むかし あるところに 会計ソフトの会社に勤める うさぎのサラリーマンと、カメのサラリーマンがいました。
2人(匹?)は、大学の同期でした。

うさぎの会社は東証プライム市場上場企業でした。カメの会社はポッと出たてのベンチャー企業でした。

同窓会で鉢合わせた彼ら。
「うちの会社は東証プライム上場企業なんだぜ」と、うさぎは自慢しました。

カメも負けじと言いました。
「ぼくらだって負けないさ!」

「それなら、どっちの会計ソフトが業界シェアNo.1になるか勝負しよう。」
うさぎは言いました。
「今から、ヨーイドンッだ! 7年後が楽しみだな」

こうして、うさぎとカメの長い競争が始まりました。



税理士事務所の得意先をたくさん抱えているうさぎは、全く焦りませんでした。

仕事中でも、大きな声でキャバクラの話をしていたり、同僚と雑談する目的で、しょっちゅう無意味な会議を開いたり、休み時間も暇さえあればスマホでゲームをしたり、女性社員の横で、これみよがしにグラビア雑誌を眺めてニヤニヤしたり、仕事が終われば毎晩毎晩飲み歩き、翌日はたいてい二日酔いという日々を過ごしておりました。

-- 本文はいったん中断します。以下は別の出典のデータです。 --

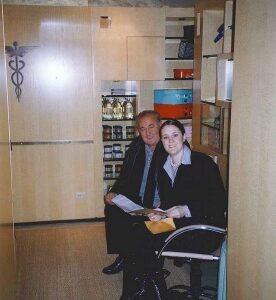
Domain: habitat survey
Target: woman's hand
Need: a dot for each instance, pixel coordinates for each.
(154, 217)
(108, 198)
(176, 212)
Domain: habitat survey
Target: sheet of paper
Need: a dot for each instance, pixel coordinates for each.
(125, 203)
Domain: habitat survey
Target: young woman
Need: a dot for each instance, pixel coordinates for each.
(191, 191)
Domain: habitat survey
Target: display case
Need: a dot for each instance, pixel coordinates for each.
(119, 109)
(213, 73)
(179, 29)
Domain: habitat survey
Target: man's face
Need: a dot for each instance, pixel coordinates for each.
(148, 128)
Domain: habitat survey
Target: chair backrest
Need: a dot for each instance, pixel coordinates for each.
(176, 234)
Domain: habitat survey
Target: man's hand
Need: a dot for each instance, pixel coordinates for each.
(176, 212)
(154, 217)
(108, 198)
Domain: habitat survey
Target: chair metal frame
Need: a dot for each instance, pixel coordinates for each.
(192, 291)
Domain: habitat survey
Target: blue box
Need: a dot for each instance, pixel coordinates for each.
(173, 96)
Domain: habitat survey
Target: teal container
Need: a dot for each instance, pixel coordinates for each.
(173, 96)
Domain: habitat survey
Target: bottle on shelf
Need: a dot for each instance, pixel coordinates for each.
(117, 109)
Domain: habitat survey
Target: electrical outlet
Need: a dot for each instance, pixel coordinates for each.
(80, 195)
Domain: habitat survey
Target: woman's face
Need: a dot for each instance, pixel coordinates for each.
(172, 139)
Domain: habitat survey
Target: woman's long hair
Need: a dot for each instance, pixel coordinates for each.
(177, 124)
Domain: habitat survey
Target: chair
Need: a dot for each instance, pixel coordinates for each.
(195, 290)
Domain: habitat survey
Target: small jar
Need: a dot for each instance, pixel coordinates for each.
(118, 169)
(107, 133)
(117, 109)
(116, 147)
(126, 148)
(107, 108)
(108, 155)
(118, 154)
(130, 132)
(108, 171)
(107, 149)
(129, 107)
(117, 132)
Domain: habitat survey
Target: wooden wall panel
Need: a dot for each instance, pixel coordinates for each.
(252, 192)
(7, 259)
(110, 44)
(46, 178)
(146, 57)
(57, 96)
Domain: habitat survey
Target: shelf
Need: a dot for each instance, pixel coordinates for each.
(110, 178)
(119, 95)
(210, 56)
(169, 78)
(177, 59)
(210, 125)
(118, 140)
(184, 118)
(207, 102)
(113, 159)
(118, 120)
(224, 103)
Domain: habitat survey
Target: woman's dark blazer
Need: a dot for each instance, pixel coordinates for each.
(200, 187)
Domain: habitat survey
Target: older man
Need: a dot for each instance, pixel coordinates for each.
(137, 181)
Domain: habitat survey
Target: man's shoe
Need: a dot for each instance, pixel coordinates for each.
(115, 267)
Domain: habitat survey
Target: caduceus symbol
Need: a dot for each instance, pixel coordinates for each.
(17, 65)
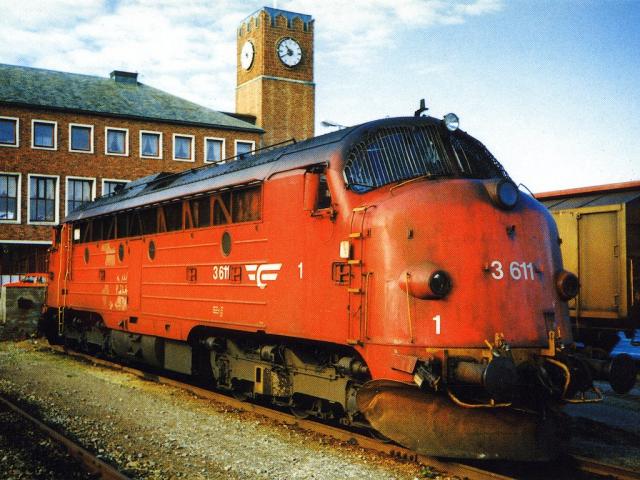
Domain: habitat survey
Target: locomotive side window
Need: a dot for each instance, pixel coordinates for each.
(245, 205)
(173, 216)
(324, 195)
(201, 212)
(231, 206)
(396, 154)
(221, 208)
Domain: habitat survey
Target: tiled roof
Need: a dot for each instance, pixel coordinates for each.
(86, 93)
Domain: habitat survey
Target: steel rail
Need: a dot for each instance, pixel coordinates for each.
(610, 471)
(453, 468)
(88, 460)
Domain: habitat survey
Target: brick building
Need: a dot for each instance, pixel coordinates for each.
(67, 138)
(275, 73)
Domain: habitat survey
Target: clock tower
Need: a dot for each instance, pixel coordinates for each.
(275, 74)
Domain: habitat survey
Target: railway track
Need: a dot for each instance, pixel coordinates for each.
(87, 460)
(579, 464)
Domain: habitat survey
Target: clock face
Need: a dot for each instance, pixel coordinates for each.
(289, 52)
(246, 55)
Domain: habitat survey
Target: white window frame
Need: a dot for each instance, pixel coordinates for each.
(17, 120)
(224, 149)
(235, 146)
(18, 198)
(105, 180)
(126, 141)
(66, 190)
(57, 200)
(91, 141)
(193, 147)
(159, 157)
(33, 134)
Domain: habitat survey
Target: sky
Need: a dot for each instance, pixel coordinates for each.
(552, 88)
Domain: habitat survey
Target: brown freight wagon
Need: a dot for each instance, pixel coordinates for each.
(600, 232)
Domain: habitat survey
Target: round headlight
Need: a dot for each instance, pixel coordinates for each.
(567, 285)
(507, 194)
(440, 283)
(451, 121)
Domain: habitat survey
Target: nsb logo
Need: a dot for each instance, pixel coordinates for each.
(263, 273)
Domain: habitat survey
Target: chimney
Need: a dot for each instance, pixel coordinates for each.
(124, 77)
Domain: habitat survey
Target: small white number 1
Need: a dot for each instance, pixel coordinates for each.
(437, 320)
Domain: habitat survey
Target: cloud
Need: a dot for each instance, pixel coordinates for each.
(188, 47)
(352, 32)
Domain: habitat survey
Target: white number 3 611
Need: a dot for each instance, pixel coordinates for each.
(517, 270)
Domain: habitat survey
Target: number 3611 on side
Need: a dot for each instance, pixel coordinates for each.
(516, 270)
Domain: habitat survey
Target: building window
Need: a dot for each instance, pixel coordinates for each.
(213, 150)
(244, 147)
(80, 138)
(183, 147)
(43, 199)
(8, 132)
(150, 144)
(9, 197)
(109, 187)
(79, 191)
(116, 141)
(43, 134)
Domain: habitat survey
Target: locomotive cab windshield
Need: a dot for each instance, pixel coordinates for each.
(394, 154)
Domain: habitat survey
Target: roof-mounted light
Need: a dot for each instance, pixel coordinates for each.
(503, 192)
(451, 121)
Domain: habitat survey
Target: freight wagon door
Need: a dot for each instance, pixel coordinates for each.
(598, 257)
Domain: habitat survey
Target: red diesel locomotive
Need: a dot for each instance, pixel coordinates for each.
(388, 275)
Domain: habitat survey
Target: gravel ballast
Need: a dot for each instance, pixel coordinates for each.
(154, 431)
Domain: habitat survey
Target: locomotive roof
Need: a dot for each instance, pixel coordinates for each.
(162, 187)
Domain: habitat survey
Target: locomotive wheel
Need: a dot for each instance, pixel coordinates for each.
(301, 407)
(298, 412)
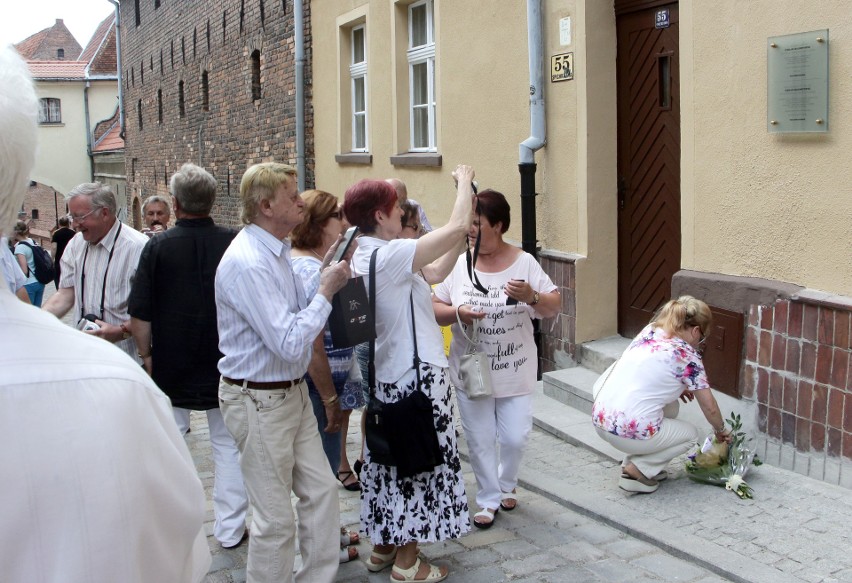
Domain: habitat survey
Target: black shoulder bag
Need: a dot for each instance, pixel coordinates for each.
(403, 433)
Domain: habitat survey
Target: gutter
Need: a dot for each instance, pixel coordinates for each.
(298, 18)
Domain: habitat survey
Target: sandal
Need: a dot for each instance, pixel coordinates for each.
(385, 561)
(351, 486)
(348, 538)
(484, 513)
(506, 497)
(434, 574)
(348, 554)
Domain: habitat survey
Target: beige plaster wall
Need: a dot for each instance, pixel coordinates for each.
(759, 204)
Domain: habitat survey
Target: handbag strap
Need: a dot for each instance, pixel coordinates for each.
(475, 339)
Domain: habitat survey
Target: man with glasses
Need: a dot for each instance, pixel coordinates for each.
(98, 266)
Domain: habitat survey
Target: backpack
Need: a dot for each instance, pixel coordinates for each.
(44, 270)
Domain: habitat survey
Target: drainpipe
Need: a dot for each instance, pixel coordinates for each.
(118, 65)
(536, 141)
(300, 91)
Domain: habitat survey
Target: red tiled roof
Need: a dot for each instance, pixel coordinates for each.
(110, 140)
(57, 69)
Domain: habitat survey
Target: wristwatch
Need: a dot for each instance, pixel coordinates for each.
(536, 297)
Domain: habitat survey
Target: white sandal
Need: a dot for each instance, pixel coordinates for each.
(434, 575)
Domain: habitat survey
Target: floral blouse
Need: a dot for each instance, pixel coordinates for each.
(653, 372)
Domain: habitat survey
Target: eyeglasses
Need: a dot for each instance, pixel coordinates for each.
(74, 219)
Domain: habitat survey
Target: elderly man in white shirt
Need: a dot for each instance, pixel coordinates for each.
(98, 485)
(98, 266)
(266, 331)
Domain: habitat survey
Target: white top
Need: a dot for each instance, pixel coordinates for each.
(394, 283)
(506, 332)
(98, 485)
(266, 325)
(28, 256)
(122, 268)
(10, 268)
(653, 372)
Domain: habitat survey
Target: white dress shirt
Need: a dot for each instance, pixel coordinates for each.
(98, 485)
(266, 326)
(119, 276)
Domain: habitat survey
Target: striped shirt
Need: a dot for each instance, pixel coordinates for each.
(266, 325)
(102, 277)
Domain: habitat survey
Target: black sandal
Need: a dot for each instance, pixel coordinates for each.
(353, 486)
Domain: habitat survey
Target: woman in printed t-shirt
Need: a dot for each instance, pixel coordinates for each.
(518, 290)
(636, 407)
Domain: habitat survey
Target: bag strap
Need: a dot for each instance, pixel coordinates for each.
(371, 365)
(475, 339)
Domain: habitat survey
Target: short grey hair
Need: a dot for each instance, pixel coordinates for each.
(18, 137)
(160, 199)
(194, 188)
(100, 195)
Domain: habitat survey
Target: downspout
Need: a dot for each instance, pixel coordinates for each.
(118, 65)
(536, 141)
(528, 147)
(300, 91)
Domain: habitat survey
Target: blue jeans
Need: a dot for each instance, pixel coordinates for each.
(35, 290)
(330, 441)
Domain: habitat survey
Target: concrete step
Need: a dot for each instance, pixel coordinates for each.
(599, 354)
(571, 386)
(569, 424)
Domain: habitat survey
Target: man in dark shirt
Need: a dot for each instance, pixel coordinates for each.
(60, 237)
(173, 320)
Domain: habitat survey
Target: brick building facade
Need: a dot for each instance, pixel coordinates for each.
(212, 84)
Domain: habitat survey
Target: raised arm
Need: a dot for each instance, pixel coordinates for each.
(434, 245)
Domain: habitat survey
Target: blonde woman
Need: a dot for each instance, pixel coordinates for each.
(636, 408)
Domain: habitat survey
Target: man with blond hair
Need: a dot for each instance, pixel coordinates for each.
(173, 319)
(98, 485)
(266, 333)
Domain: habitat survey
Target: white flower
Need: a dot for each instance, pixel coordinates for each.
(734, 482)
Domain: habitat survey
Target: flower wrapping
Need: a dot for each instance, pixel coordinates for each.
(720, 464)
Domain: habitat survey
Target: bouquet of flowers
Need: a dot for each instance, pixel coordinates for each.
(720, 464)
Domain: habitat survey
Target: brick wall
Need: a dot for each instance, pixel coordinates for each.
(797, 370)
(557, 333)
(170, 46)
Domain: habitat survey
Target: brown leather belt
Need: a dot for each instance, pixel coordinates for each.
(263, 386)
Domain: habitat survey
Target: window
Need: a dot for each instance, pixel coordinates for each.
(49, 110)
(421, 76)
(181, 107)
(255, 75)
(358, 73)
(205, 91)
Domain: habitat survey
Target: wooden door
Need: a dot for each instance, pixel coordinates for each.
(648, 162)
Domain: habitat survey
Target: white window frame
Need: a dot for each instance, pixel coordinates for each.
(417, 55)
(358, 71)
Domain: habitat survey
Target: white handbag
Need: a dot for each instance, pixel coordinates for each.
(474, 366)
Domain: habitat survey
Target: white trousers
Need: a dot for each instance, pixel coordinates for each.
(487, 423)
(230, 501)
(281, 452)
(651, 456)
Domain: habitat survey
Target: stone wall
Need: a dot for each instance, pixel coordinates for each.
(176, 43)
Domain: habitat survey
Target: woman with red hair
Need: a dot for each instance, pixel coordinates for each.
(399, 512)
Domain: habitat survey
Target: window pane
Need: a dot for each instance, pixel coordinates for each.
(421, 127)
(358, 45)
(418, 26)
(360, 140)
(419, 84)
(359, 97)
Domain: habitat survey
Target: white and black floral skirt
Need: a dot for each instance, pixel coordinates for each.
(427, 507)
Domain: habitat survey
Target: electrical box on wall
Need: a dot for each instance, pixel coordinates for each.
(723, 352)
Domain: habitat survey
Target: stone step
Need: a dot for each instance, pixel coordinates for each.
(571, 386)
(597, 355)
(569, 424)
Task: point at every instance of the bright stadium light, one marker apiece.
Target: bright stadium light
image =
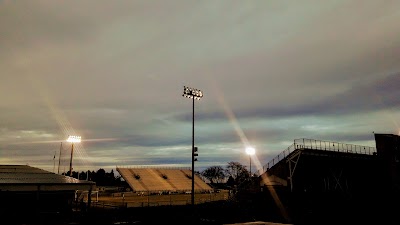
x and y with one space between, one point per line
250 151
72 139
192 93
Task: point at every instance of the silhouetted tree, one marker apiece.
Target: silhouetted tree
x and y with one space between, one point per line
237 171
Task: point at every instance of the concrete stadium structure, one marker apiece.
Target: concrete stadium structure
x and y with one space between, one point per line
327 182
161 180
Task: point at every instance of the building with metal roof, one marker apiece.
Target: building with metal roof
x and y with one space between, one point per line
28 192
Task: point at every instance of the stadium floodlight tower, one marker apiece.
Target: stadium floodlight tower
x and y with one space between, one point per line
72 139
250 151
194 94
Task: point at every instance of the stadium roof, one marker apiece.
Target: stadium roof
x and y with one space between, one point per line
162 179
27 178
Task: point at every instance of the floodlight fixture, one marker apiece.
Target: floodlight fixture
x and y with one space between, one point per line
72 139
250 151
197 94
189 92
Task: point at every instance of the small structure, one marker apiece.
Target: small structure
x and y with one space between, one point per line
26 192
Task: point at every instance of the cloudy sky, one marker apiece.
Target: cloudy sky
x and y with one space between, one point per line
113 72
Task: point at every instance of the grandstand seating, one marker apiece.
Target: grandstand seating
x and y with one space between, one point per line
162 180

そのころ、カメは優れた経営戦略に沿って、KPI(目標値、重要業績評価指標)を着実に達成していきました。
仕事の無駄をなくし、無意味な会議はやめました。常日頃から日経よく読み、ネットで欠かさず情報収集。仕事が終わった後は人脈を作るための集まりに参加していました。


あっという間に6年が経って、いよいよ最後の1年です。赤字で給料をカットされたうさぎは「しまった!」と、焦りました。

うさぎはカメの背中を追いかけます。
「新米のベンチャー企業なんかに負けてたまるか!」

「ぼくらは時代の流れにのったのさ。うさぎさんには負けないよ!」と、カメは目をキラキラさせて言いました。


7年後に会計ソフトで業界シェアNo.1になったのは、カメの勤めるベンチャー企業のほうでした。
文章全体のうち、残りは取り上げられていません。